Customizing Data Type Mappings
You can customize type mappings at the project level, object category level (such as all tables), or object level. Settings are inherited from the higher level unless they are overridden at a lower level. For example, if you map smallmoney to money at the project level, all objects in the project will use this mapping unless you customize the mapping at the object or category level.
The following procedure shows how to map data types at the project, database, or object level:
To map data types follow the below steps:
To customize data type mapping for the whole project, open the Project Settings dialog box:
a. On the Tools menu, select Project Settings.
b. In the left pane, select Type Mapping. The type mapping chart and buttons appear in the right pane.
Or, to customize data type mapping at the database, table, view, or stored procedure level, select the database, object category, or object in Oracle Metadata Explorer:
c. In Oracle Metadata Explorer, select the folder or object to customize.
d. In the right pane, click the Type Mapping tab.
Author : Ajay(MSFT), SQL Developer Engineer, Microsoft
Reviewed by : Smat (MSFT), SQL Escalation Services, Microsoft
I work at Microsoft CSS and I've had quite bit of an issue with the Data Migration from Oracle to SQL Azure.
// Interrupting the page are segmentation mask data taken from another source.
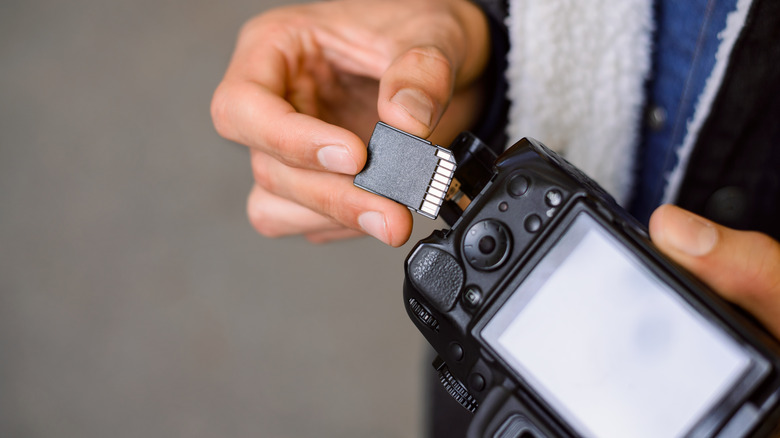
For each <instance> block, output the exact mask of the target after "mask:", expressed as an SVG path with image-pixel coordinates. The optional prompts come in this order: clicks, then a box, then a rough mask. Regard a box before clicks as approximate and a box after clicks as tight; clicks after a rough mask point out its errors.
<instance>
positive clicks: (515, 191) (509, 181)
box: [507, 174, 531, 198]
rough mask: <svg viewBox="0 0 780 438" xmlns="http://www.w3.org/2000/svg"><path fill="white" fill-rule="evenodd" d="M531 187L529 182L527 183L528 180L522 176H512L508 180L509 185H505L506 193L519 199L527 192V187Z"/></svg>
mask: <svg viewBox="0 0 780 438" xmlns="http://www.w3.org/2000/svg"><path fill="white" fill-rule="evenodd" d="M530 185H531V182H530V181H528V178H526V177H525V176H523V175H519V174H518V175H514V176H513V177H511V178H510V179H509V184H507V191H508V192H509V194H510V195H511V196H513V197H515V198H519V197H521V196H523V195H525V193H526V192H527V191H528V187H529V186H530Z"/></svg>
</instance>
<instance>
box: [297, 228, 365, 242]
mask: <svg viewBox="0 0 780 438" xmlns="http://www.w3.org/2000/svg"><path fill="white" fill-rule="evenodd" d="M365 235H366V233H363V232H361V231H357V230H351V229H349V228H341V229H338V230H331V231H317V232H314V233H308V234H306V239H307V240H308V241H309V242H311V243H328V242H333V241H336V240H344V239H354V238H356V237H363V236H365Z"/></svg>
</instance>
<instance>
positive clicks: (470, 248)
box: [463, 219, 511, 271]
mask: <svg viewBox="0 0 780 438" xmlns="http://www.w3.org/2000/svg"><path fill="white" fill-rule="evenodd" d="M510 249H511V239H510V237H509V230H508V229H507V228H506V226H504V224H502V223H501V222H498V221H495V220H493V219H486V220H483V221H480V222H477V223H476V224H474V225H472V226H471V228H469V230H468V231H467V232H466V236H465V237H464V239H463V255H464V257H465V259H466V260H467V261H468V262H469V264H470V265H471V266H473V267H474V268H476V269H479V270H482V271H489V270H491V269H496V268H498V267H499V266H501V264H502V263H504V261H506V259H507V257H508V256H509V251H510Z"/></svg>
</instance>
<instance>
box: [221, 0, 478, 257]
mask: <svg viewBox="0 0 780 438" xmlns="http://www.w3.org/2000/svg"><path fill="white" fill-rule="evenodd" d="M488 40H489V36H488V30H487V23H486V20H485V17H484V15H483V14H482V12H481V11H480V10H479V9H478V7H476V6H475V5H473V4H472V3H470V2H468V1H467V0H429V1H422V0H342V1H333V2H325V3H314V4H309V5H304V6H293V7H287V8H282V9H277V10H274V11H271V12H269V13H266V14H263V15H260V16H258V17H256V18H254V19H253V20H251V21H249V22H248V23H247V24H246V25H245V26H244V28H243V29H242V31H241V33H240V35H239V39H238V42H237V45H236V49H235V52H234V54H233V58H232V60H231V62H230V65H229V67H228V69H227V72H226V74H225V77H224V79H223V81H222V83H221V84H220V85H219V87H218V88H217V90H216V92H215V94H214V98H213V101H212V109H211V110H212V117H213V120H214V125H215V127H216V129H217V131H218V132H219V133H220V134H221V135H222V136H224V137H226V138H228V139H230V140H233V141H236V142H239V143H242V144H245V145H247V146H249V147H250V150H251V157H252V159H251V161H252V169H253V172H254V177H255V181H256V184H255V186H254V188H253V190H252V192H251V194H250V196H249V200H248V203H247V211H248V214H249V217H250V221H251V222H252V224H253V225H254V226H255V228H257V229H258V231H259V232H260V233H262V234H264V235H267V236H283V235H291V234H304V235H305V236H307V237H308V238H309V239H310V240H312V241H315V242H321V241H327V240H331V239H337V238H343V237H349V236H353V235H358V234H361V233H368V234H371V235H373V236H374V237H376V238H378V239H379V240H381V241H383V242H385V243H387V244H389V245H393V246H399V245H401V244H403V243H404V242H405V241H406V240H407V239H408V238H409V235H410V233H411V228H412V218H411V214H410V213H409V210H408V209H407V208H406V207H404V206H402V205H400V204H397V203H395V202H393V201H390V200H388V199H385V198H382V197H380V196H377V195H373V194H370V193H368V192H365V191H363V190H361V189H358V188H356V187H354V186H353V185H352V178H353V175H355V174H356V173H357V172H359V171H360V170H361V169H362V167H363V165H364V164H365V160H366V147H365V143H364V142H365V141H366V140H367V139H368V136H369V135H370V133H371V130H372V128H373V126H374V124H375V123H376V121H377V120H380V119H381V120H382V121H384V122H386V123H388V124H390V125H393V126H395V127H398V128H400V129H403V130H405V131H407V132H410V133H412V134H414V135H417V136H419V137H424V138H426V137H429V136H431V135H432V134H433V137H434V138H432V140H433V141H434V142H436V143H439V144H448V143H449V140H451V139H452V138H454V136H455V135H456V134H457V133H458V132H459V131H461V130H463V129H466V128H468V127H469V126H470V125H471V124H472V123H473V122H474V121H475V119H476V116H477V112H478V111H479V107H480V102H479V100H480V89H481V87H480V84H479V81H478V79H479V76H480V75H481V73H482V71H483V70H484V67H485V64H486V62H487V56H488V53H489V50H488V44H489V41H488ZM448 107H449V109H448ZM445 110H447V111H446V115H444V114H445ZM440 122H441V123H440ZM434 129H435V132H434Z"/></svg>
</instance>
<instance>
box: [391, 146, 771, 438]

I was hammering the ends to finish my Migration Demo Projects. Many Many thanks for creating this subtle yet precise informative article for the Data Migration Folks out here on the field. Thank you Mr A!
SSMA has converted my (Unicode) VARCHAR2(N) to NVARCHAR(4xN). What I want is the same as Oracle, i.e. if I have a field that allows up to 10 Unicode characters (VARCHAR2(10)). Isn't that NVARCHAR(10)? Or in SQL Server can I only specify the length in bytes? Which would mean no real control. My NVARCHAR(40) could have 40 single byte characters or only 10 4-byte characters.
This is by design.
Conversion from Oracle's NVARCHAR2 -> SQL NVARCHAR doubles the length because, in SQL Server, NVARCHAR is a count of bytes rather than a count of characters. In the case of UTF-16, we have to account for surrogate pairs (a second 2 bytes of character data whose presence is indicated by the first two bytes.
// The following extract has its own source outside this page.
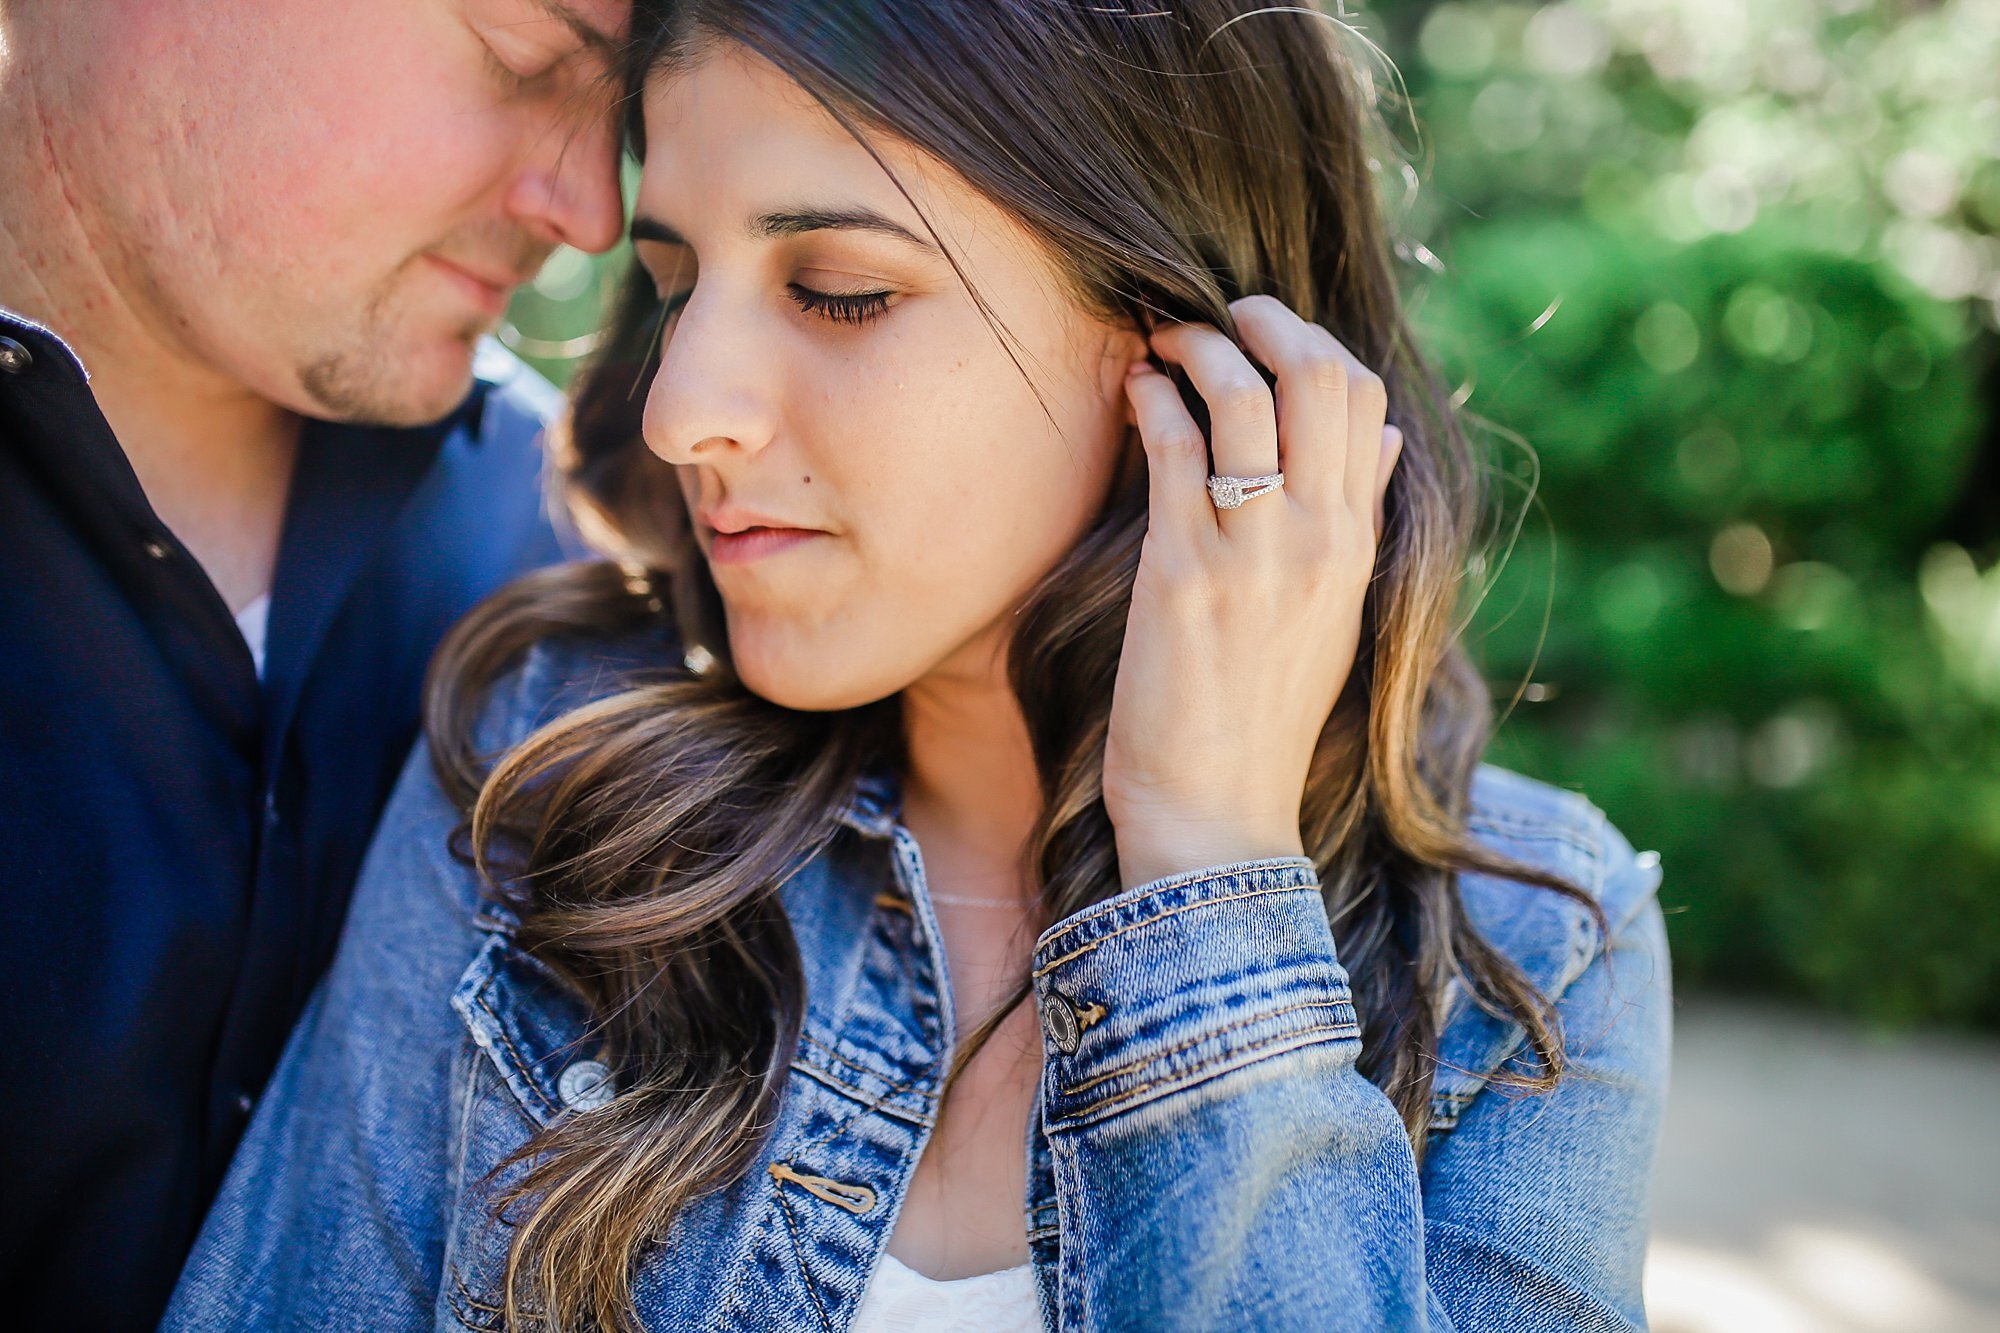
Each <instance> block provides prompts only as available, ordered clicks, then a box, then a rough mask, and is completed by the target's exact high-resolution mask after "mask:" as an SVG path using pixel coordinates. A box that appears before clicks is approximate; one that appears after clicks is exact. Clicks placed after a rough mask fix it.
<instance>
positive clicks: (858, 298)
mask: <svg viewBox="0 0 2000 1333" xmlns="http://www.w3.org/2000/svg"><path fill="white" fill-rule="evenodd" d="M786 292H788V294H790V296H792V300H796V302H798V308H800V310H806V312H808V314H818V316H820V318H826V320H832V322H834V324H866V322H868V320H872V318H876V316H878V314H882V312H884V310H888V298H890V294H888V292H886V290H884V292H820V290H816V288H810V286H804V284H800V282H792V284H790V286H786Z"/></svg>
I don't believe NVARCHAR length is the count of bytes. Try this:
CREATE TABLE tmp_unicode (col1 NVARCHAR(6));
INSERT INTO tmp_unicode (col1) VALUES (N'ердийн');
SELECT col1, LEN(col1), DATALENGTH(col1) FROM tmp_unicode;
DROP TABLE tmp_unicode;
Prior to Oracle 11, nvarchar2 column lengths are measured in characters. SQL Server nvarchar columns are (and always have been) measured in bytes.
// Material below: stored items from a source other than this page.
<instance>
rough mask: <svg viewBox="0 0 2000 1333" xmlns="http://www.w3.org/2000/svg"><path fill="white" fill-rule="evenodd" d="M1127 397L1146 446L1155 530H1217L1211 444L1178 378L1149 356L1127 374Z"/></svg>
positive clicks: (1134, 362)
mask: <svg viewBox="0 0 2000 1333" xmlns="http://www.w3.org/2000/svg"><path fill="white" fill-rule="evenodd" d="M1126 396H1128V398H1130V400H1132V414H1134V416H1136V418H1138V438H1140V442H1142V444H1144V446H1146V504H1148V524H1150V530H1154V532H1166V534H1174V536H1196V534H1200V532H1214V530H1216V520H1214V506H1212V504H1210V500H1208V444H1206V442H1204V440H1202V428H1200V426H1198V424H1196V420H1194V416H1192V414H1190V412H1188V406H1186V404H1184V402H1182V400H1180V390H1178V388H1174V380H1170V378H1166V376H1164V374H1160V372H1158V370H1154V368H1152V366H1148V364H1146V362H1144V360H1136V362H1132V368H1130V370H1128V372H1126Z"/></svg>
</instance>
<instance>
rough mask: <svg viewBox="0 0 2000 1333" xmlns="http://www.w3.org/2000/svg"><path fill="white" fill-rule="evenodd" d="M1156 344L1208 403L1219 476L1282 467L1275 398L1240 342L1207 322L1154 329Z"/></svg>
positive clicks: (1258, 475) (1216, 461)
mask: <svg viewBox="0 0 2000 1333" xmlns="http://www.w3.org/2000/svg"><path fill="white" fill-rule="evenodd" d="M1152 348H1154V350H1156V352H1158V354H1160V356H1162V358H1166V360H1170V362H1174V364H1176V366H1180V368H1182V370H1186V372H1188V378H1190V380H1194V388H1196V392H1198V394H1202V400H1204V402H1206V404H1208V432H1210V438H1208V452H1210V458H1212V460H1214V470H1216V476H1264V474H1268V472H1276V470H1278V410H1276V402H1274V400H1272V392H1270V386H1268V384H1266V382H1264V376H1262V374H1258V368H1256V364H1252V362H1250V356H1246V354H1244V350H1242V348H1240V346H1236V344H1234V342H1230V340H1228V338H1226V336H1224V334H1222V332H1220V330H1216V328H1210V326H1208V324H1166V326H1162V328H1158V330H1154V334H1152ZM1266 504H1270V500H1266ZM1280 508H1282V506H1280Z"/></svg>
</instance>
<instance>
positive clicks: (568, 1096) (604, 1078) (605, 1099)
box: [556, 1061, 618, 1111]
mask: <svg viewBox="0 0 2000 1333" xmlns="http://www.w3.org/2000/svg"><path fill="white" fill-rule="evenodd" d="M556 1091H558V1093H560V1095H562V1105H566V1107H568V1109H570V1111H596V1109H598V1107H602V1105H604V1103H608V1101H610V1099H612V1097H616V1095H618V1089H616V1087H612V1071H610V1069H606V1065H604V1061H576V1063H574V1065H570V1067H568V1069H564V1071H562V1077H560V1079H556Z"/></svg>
We must account for the possibility of surrogate pairs (see en.wikipedia.org/.../Surrogate_pair) of up to two bytes length in some of the various UTF encodings.
The only way we could prevent this is to actually scan the data at schema conversion time to determine there are no surrogate pairs present.
I don't understand. You said "SQL Server nvarchar columns are (and always have been) measured in bytes". My SQL demonstrates that is not the case - it inserts 12 bytes in a NVARCHAR(6) field. Can you explain that please.
Can you explain what happens in case of surrogate pairs?